In 2012, I met with multiple members of the Better Business Bureau’s National Advertising Division (NAD) in New York City (I have the emails to prove it) to warn them about the issue of fake and inflated social media followings and credentials. While my initial contact (who is a lawyer) was very generous with her time, her superiors cast doubt on my belief that this was a major consumer protection issue so my warnings were not heeded.
Over the weekend, The New York Times published an investigative report on Social Media Credential Fraud and the fallout has started. Numerous famous people accused of inflating their social media presence have been exposed.
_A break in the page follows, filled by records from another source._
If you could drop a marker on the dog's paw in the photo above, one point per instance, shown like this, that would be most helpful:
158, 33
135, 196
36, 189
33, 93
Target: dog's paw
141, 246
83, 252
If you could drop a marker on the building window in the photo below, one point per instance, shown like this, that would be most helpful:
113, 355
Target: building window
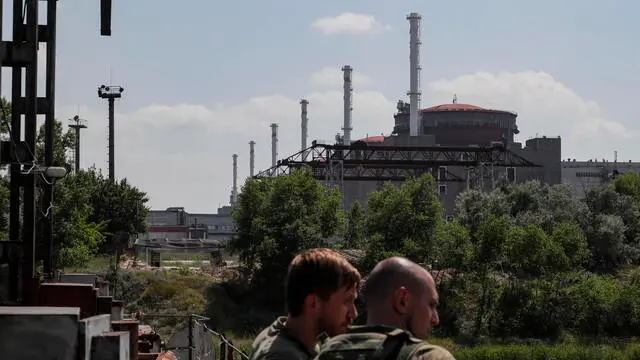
511, 174
442, 173
589, 174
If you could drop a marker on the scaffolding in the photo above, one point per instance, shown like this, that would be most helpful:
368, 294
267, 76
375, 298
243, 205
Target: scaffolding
335, 164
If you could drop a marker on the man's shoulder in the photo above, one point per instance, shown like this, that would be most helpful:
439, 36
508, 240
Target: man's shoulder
426, 351
273, 344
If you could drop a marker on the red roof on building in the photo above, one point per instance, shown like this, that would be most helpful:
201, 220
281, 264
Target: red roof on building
161, 228
463, 107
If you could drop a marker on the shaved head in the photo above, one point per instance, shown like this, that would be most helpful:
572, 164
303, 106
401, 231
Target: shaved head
392, 273
401, 293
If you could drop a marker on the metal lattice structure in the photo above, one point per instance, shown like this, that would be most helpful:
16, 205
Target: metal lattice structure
361, 162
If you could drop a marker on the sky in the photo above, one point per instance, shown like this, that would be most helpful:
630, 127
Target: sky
202, 78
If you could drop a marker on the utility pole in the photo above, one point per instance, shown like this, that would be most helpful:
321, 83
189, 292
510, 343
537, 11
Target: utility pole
111, 93
26, 246
77, 124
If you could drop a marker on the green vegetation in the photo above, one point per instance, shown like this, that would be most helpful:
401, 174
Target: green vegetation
522, 264
92, 216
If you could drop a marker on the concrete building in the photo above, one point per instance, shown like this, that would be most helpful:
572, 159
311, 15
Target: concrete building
175, 224
583, 175
465, 126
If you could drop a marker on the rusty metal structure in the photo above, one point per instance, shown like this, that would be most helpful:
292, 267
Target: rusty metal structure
111, 93
335, 164
77, 124
31, 238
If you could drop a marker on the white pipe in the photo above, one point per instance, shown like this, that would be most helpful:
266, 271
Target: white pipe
234, 191
348, 105
252, 155
274, 144
304, 123
414, 73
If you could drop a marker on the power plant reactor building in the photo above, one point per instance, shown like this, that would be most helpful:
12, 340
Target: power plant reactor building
462, 146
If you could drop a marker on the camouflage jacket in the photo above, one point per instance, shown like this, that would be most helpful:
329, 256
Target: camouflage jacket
380, 343
276, 342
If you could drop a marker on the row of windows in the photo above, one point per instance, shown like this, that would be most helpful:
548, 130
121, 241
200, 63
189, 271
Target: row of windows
442, 176
589, 174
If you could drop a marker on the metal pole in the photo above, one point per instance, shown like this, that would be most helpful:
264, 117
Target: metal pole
16, 133
111, 139
190, 337
77, 150
30, 133
48, 231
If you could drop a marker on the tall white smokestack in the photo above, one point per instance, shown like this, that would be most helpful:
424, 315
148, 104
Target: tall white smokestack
234, 191
348, 105
252, 157
304, 122
414, 73
274, 144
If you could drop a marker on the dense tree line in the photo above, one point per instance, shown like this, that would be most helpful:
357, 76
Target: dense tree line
91, 214
521, 261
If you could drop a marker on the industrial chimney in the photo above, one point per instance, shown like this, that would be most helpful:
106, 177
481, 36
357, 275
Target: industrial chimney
274, 144
234, 191
304, 122
252, 155
348, 105
414, 74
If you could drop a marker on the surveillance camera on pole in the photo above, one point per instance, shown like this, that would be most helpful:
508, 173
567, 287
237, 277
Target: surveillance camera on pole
111, 93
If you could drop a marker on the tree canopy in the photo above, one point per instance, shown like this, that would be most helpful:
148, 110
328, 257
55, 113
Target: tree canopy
522, 260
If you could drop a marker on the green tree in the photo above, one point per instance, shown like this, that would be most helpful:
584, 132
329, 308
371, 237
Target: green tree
531, 252
452, 248
120, 206
278, 217
63, 143
355, 233
406, 217
575, 248
491, 245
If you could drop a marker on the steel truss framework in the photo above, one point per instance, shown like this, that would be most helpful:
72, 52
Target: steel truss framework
338, 163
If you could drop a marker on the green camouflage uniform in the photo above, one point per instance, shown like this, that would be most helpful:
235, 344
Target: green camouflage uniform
276, 342
380, 343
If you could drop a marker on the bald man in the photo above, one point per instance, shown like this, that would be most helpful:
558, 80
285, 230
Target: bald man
401, 300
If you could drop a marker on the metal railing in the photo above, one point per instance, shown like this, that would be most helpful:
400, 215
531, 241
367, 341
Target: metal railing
200, 343
228, 351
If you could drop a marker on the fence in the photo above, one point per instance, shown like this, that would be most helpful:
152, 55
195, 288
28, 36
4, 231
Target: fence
196, 341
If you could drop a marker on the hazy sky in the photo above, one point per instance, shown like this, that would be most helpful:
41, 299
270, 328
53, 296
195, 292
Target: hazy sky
204, 77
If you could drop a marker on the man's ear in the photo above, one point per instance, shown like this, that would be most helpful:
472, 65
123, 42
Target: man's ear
401, 300
311, 302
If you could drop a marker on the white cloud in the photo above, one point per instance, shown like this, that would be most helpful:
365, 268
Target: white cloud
332, 77
180, 154
350, 23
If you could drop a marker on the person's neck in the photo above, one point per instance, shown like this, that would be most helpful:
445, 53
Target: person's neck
304, 329
385, 319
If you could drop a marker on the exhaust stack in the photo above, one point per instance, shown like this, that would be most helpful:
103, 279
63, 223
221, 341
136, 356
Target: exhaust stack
348, 104
304, 123
252, 156
274, 144
234, 190
414, 74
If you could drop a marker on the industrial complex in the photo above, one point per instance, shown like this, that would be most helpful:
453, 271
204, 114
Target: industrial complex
463, 146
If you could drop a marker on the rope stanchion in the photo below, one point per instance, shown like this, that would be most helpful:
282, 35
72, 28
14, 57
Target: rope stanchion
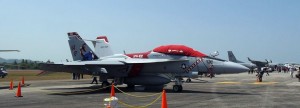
132, 106
137, 95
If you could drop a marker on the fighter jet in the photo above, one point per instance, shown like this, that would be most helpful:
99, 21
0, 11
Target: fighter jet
9, 50
152, 68
232, 58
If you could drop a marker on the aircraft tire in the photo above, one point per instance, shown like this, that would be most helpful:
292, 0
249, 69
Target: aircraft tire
177, 88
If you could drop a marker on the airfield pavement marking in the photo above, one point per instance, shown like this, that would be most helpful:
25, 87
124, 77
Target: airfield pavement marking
229, 82
263, 83
255, 83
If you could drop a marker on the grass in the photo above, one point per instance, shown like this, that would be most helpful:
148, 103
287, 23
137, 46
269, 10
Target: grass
30, 75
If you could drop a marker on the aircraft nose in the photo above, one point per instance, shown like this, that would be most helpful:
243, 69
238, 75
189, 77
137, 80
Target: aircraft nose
231, 67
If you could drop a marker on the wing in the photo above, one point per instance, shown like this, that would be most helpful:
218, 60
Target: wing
146, 61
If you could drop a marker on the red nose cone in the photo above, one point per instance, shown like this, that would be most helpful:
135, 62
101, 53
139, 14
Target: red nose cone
103, 37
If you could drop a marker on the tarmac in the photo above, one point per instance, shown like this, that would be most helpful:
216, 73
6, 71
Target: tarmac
223, 91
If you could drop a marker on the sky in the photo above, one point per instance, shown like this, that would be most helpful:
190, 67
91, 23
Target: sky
259, 29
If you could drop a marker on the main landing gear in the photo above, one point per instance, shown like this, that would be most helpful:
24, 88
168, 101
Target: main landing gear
178, 85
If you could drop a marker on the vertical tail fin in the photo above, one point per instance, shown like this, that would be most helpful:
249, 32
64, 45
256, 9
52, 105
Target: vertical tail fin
79, 49
102, 47
232, 58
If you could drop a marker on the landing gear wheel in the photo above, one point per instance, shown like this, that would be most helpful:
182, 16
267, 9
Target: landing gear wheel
188, 80
105, 84
177, 88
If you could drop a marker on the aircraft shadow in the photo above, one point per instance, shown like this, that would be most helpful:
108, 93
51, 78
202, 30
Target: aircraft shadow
209, 92
98, 90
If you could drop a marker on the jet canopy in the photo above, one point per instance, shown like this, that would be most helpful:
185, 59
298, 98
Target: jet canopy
178, 50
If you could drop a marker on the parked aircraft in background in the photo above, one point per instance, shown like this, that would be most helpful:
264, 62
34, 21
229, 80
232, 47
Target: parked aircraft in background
153, 68
232, 58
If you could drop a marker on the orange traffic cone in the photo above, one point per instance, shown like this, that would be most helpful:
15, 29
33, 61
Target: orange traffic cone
18, 94
11, 86
23, 81
112, 91
164, 100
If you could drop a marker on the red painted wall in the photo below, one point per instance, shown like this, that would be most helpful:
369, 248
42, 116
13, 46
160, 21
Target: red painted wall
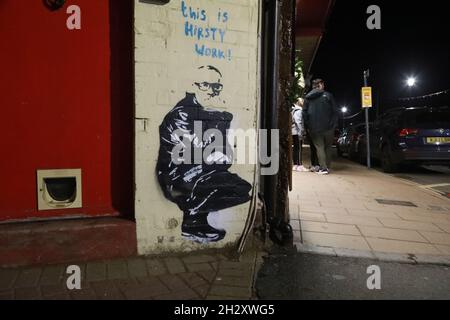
64, 106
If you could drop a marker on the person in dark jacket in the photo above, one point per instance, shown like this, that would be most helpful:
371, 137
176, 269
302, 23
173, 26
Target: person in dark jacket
321, 118
199, 186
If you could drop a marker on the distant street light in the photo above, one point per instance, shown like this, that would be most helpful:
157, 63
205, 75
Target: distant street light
344, 110
411, 82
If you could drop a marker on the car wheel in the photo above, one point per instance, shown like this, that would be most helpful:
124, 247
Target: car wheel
387, 164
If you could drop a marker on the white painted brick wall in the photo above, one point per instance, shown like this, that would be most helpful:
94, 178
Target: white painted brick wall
164, 61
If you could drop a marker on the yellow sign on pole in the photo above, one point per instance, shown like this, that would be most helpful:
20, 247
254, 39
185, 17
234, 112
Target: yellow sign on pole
366, 94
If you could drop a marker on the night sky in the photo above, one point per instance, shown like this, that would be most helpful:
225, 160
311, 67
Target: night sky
413, 41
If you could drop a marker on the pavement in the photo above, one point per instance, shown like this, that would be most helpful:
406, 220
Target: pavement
199, 276
299, 276
356, 212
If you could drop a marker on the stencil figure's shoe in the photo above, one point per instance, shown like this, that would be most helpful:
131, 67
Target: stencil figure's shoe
197, 228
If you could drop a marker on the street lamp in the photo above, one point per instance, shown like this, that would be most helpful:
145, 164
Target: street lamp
344, 110
411, 82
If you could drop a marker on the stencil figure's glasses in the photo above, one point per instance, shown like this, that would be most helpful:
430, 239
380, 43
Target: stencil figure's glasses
215, 88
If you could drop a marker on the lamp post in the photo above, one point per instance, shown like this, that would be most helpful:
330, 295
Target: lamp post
344, 110
411, 82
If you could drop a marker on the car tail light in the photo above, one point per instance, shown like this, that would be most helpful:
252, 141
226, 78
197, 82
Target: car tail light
408, 132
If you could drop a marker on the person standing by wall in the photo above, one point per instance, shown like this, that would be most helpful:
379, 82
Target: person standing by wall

The Chicago Sun-Times movie critic has even been suspended over the allegations that his Twitter presence was greatly inflated.
While the New York State Attorney General has announced it will investigate the companies selling Twitter followers, it needs to cast a much wider net. The Social Media Influencer advertising industry is filled with fraud and the New York Attorney General and the FTC should open an investigation into the entire social media advertising industry because consumers and those who pay Social Media Influencers to promote their brands are being misled by intentionally false and inflated social media followings.